Let's Play Why Did the Market Fall?

February 07, 2018

Yes, boys and girls, it’s time to play “Why Did the Market Fall?” This is when you get to blame who or whatever you like for the big plunge in the market that began last Friday (now largely reversed).

I want to blame the partial unwinding of the Affordable Care Act, which is likely to leave millions more uninsured and tens of millions paying more for their health care. I have a friend who wants to blame her uncle’s bad breath. Then there is Andrew Sorkin at the NYT who tells us that investors fear that Donald Trump’s tax cuts will succeed all too well, causing a boom which will generate inflation.

So the Sorkin story is that we get a big uptick in demand from the tax cuts, which will push the economy above its potential level of output creating a good old-fashioned wage-price spiral. That will mean higher interest rates and therefore lower stock prices.

If we want to test this one we can look at measures of investors’ expectations of inflation. On January 31, just before the plunge, the yield on 10-year Treasury bonds was 2.72 percent. The yield on an inflation-indexed 10-year bond was 0.61 percent, implying a gap of 2.11 percentage points. On Friday, the day of the first big plunge, the yield on the 10-year Treasury bond rose to 2.84 percent, while the yield on the inflation-indexed bond rose to 0.7 percent, giving a gap of 2.14 percentage points.

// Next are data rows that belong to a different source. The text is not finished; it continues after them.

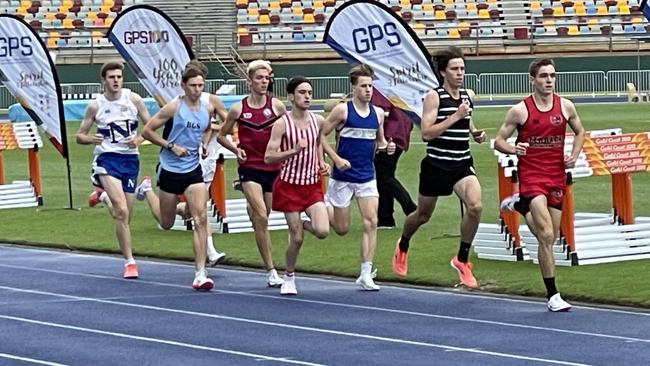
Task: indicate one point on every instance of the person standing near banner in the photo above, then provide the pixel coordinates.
(359, 134)
(397, 129)
(295, 143)
(540, 121)
(187, 126)
(116, 163)
(254, 117)
(448, 167)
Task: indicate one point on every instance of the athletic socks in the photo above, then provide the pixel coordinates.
(404, 244)
(366, 267)
(212, 252)
(463, 251)
(550, 287)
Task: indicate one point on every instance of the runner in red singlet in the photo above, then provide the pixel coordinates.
(254, 117)
(541, 120)
(295, 142)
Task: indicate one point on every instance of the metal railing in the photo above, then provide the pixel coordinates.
(488, 85)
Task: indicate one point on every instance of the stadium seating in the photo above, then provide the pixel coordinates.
(429, 18)
(69, 23)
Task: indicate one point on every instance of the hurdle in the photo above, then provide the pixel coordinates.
(23, 135)
(585, 238)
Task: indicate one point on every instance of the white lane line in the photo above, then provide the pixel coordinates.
(348, 306)
(30, 360)
(281, 325)
(472, 295)
(159, 341)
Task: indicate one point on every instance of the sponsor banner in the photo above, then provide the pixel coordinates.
(28, 72)
(155, 49)
(368, 32)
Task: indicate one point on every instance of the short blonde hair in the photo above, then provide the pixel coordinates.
(256, 65)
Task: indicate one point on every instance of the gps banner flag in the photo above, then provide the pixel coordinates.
(27, 71)
(154, 47)
(365, 31)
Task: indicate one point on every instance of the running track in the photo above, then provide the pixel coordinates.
(63, 308)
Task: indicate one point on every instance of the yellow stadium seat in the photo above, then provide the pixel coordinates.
(573, 30)
(52, 43)
(623, 10)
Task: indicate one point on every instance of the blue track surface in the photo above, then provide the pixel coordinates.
(61, 308)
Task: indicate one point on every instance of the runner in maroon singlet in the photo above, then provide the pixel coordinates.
(254, 117)
(541, 120)
(295, 142)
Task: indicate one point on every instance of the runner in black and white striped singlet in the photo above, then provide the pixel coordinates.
(450, 150)
(448, 166)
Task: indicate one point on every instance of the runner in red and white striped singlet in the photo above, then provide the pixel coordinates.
(295, 142)
(301, 169)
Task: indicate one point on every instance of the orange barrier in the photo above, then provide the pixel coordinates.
(24, 136)
(218, 187)
(509, 220)
(567, 231)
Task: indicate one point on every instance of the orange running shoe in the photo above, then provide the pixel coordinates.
(464, 272)
(93, 198)
(400, 261)
(131, 271)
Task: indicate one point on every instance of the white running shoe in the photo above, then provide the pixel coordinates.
(273, 280)
(508, 203)
(555, 304)
(366, 282)
(143, 188)
(215, 258)
(289, 286)
(202, 282)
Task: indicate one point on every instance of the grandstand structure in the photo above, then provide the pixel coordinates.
(232, 31)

That’s 0.03 percentage points more than before the crash. Do we really want to say that an increase in the expected rate of inflation of 0.03 percentage points will sink the market? Of course, the gap was back down to 2.10 percentage points at the end of the day on Monday, so it’s not clear what happened to investors’ fears that the Trump tax cuts would spur inflation.

Okay, we get that Sorkin is apparently very fearful of inflation and presumably thinks the Fed has to be very vigilant on the inflation watch. He doesn’t even care if he lacks the evidence to make his case.

(It is worth noting that if the Trump tax cuts “work” it is supposed to be by spurring a flood of new investment. That should increase productivity growth, which would relieve inflationary pressures. So if Sorkin has a vision of Trump’s tax cuts causing inflation, he seems them “working” in a different way than has been advertised.)